Il constitue également un outil privilégié de soins, de sensibilisation, de diagnostic, de prévention et d’accompagnement psycho-social qui s’inscrit parfaitement dans le cadre d’un programme national de lutte contre les conduites addictives mis en œuvre, depuis 2010, par la Fondation Mohammed V, en partenariat avec les Ministères de la Santé et de l’Intérieur.

Ce programme national vise à prémunir les jeunes contre l’usage des substances psychoactives, améliorer la qualité de la prise en charge des personnes addictives particulièrement les consommateurs de drogue, l’accessibilité aux structures de prise en charge, ainsi qu’à encourager l’implication de la société civile et les départements sociaux dans les problématiques de l’addiction.

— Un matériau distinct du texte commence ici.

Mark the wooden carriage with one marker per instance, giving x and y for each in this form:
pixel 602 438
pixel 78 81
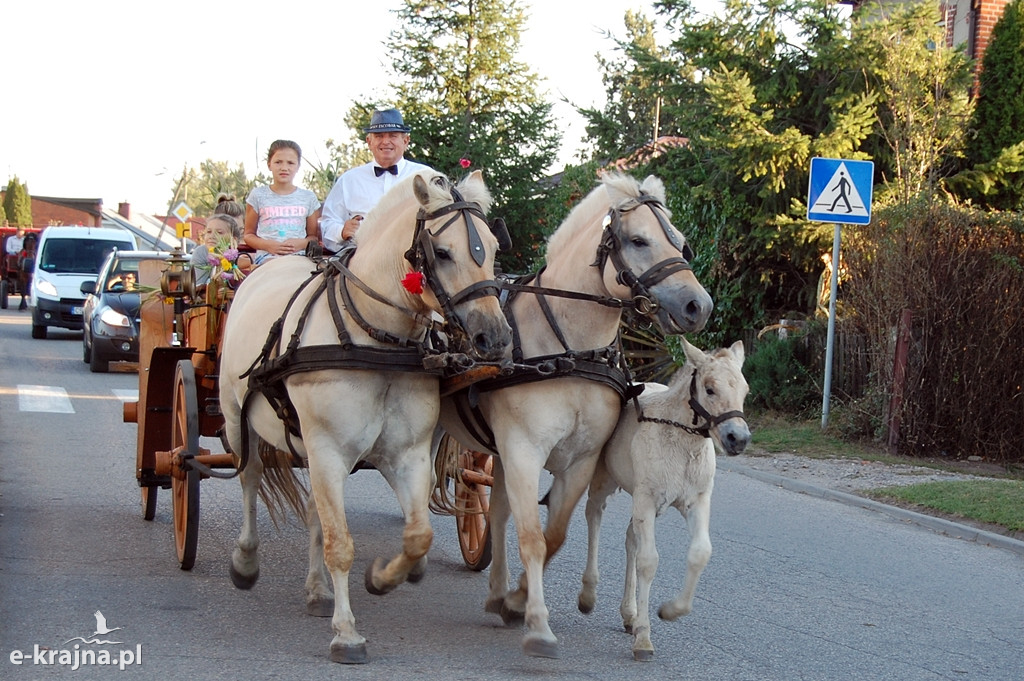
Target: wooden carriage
pixel 180 334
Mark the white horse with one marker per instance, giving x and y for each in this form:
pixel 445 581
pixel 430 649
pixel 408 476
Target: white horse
pixel 616 247
pixel 668 459
pixel 365 396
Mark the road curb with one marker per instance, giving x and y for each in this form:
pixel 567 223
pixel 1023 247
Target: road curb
pixel 940 525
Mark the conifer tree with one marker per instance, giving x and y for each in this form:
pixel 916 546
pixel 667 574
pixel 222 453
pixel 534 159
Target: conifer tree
pixel 17 204
pixel 998 116
pixel 473 105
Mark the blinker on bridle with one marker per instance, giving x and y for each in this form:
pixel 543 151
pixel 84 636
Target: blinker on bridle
pixel 422 256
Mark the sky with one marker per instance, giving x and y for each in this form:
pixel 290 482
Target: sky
pixel 113 98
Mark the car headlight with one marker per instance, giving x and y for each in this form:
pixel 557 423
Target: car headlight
pixel 46 288
pixel 114 318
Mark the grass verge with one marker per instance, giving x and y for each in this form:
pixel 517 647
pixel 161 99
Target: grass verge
pixel 996 502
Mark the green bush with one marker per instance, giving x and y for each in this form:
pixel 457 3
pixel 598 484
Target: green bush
pixel 778 376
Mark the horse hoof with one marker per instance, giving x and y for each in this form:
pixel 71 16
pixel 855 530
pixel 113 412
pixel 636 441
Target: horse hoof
pixel 539 647
pixel 419 570
pixel 321 607
pixel 244 582
pixel 512 618
pixel 369 579
pixel 348 654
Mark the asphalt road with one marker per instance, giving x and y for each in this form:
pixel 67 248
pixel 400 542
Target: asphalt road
pixel 799 587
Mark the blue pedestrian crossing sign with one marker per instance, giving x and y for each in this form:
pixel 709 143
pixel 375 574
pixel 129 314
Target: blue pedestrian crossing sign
pixel 840 190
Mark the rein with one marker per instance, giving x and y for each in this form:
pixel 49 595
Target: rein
pixel 698 410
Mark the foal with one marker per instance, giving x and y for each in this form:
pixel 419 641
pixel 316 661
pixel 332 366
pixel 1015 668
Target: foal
pixel 662 462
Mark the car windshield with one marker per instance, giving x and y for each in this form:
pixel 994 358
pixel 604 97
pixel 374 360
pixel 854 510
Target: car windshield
pixel 123 277
pixel 76 255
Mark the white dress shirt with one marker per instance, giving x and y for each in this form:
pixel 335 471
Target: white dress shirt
pixel 355 193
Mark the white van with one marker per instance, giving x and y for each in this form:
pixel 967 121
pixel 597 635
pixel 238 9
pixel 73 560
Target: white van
pixel 67 257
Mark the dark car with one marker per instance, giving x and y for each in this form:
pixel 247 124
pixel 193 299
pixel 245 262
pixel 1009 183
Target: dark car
pixel 110 315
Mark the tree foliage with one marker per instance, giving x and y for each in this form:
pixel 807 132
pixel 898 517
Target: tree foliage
pixel 631 115
pixel 759 89
pixel 996 145
pixel 200 187
pixel 17 204
pixel 473 105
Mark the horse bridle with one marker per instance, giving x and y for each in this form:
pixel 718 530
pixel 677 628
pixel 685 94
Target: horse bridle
pixel 699 412
pixel 611 238
pixel 422 255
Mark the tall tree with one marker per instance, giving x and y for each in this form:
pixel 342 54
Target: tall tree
pixel 17 204
pixel 632 115
pixel 924 104
pixel 201 186
pixel 998 117
pixel 473 105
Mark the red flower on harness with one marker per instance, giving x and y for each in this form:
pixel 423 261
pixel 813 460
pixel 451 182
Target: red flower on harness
pixel 414 283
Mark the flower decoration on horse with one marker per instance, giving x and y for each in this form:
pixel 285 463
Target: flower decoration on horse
pixel 224 267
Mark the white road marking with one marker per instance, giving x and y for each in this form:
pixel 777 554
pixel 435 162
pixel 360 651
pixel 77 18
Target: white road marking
pixel 43 398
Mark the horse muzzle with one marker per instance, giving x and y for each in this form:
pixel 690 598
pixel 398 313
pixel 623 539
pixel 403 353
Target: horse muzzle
pixel 684 313
pixel 489 336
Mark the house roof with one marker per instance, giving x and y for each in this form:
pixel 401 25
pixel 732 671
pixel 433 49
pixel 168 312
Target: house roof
pixel 148 229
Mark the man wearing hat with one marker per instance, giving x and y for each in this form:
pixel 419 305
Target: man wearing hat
pixel 358 189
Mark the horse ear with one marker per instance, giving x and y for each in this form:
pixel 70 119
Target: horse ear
pixel 420 189
pixel 737 351
pixel 693 353
pixel 654 186
pixel 501 232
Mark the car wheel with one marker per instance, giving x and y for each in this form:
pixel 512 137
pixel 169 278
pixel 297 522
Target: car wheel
pixel 97 366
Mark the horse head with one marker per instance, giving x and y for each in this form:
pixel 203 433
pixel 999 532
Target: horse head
pixel 454 249
pixel 649 257
pixel 717 393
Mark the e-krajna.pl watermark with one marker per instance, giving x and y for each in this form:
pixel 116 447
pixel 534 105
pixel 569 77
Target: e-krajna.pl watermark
pixel 82 654
pixel 77 656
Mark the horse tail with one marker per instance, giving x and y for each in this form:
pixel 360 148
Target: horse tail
pixel 281 487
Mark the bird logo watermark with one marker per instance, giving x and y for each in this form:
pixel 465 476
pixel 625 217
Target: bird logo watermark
pixel 87 652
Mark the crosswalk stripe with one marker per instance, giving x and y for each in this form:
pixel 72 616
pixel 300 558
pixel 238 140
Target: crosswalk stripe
pixel 43 398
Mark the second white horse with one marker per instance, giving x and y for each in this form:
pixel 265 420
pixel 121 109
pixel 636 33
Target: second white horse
pixel 665 456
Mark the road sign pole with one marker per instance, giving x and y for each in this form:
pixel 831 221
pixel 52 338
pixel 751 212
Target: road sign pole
pixel 830 342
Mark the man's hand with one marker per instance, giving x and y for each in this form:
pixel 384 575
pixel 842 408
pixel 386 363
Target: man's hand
pixel 351 226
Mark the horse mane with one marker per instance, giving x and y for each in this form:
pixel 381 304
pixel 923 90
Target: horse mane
pixel 620 190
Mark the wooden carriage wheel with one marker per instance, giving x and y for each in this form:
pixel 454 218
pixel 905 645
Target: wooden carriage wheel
pixel 184 478
pixel 472 504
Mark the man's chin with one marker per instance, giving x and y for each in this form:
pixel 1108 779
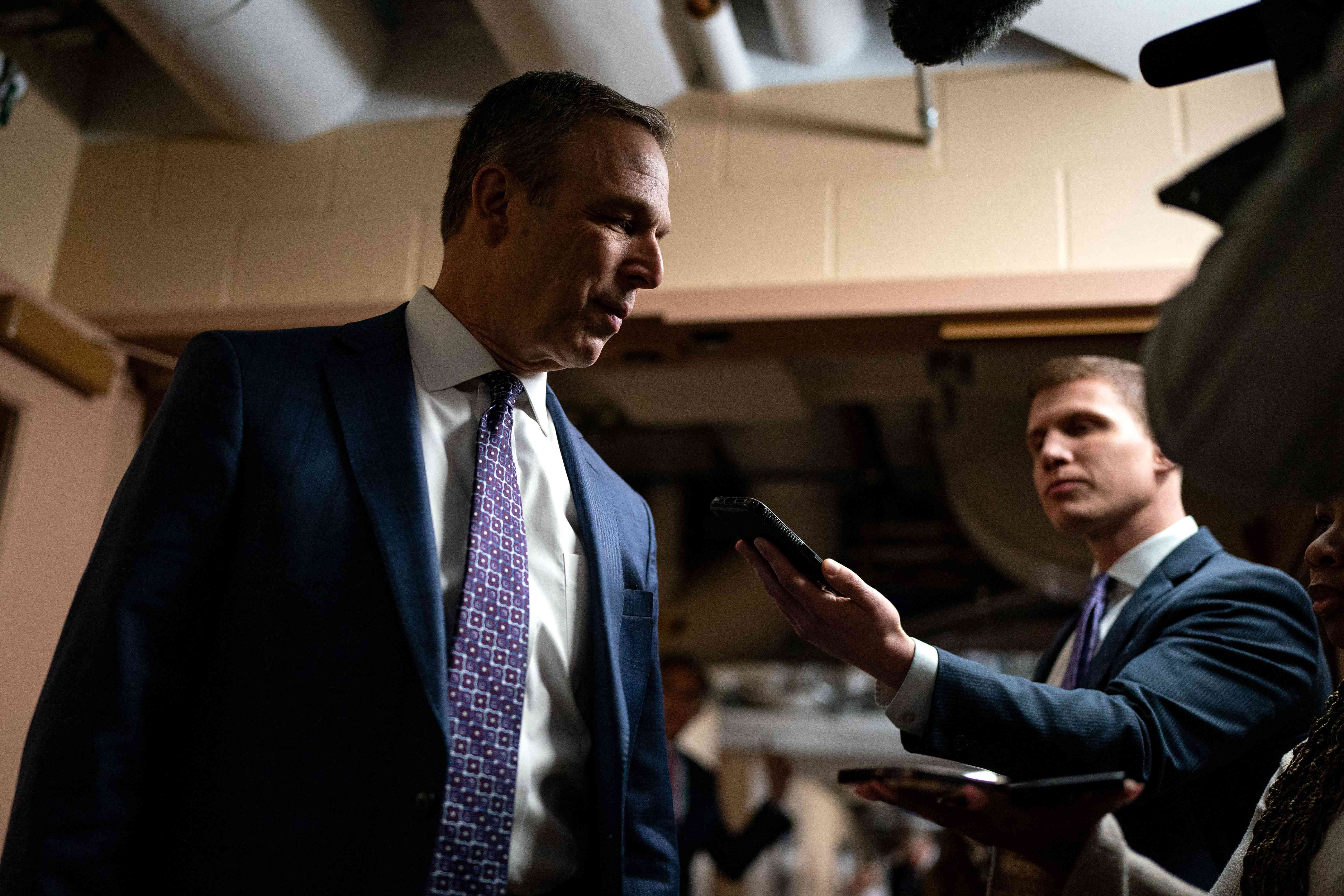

Il a également pour objectifs la réinsertion sociale des personnes concernées, ainsi que l’encadrement et la formation des associations dans le domaine de la réduction des risques.

A cette occasion, le Souverain marocain a remis, respectivement, au Centre de soins de santé primaires et à celui d’addictologie, une ambulance et une unité mobile qui doit servir à des interventions de proximité auprès des usagers de drogue, à des missions de prise de contact, d’information, de sensibilisation aux risques, de fourniture de moyens de prévention et au transport de personnes cibles vers leur lieu de traitement.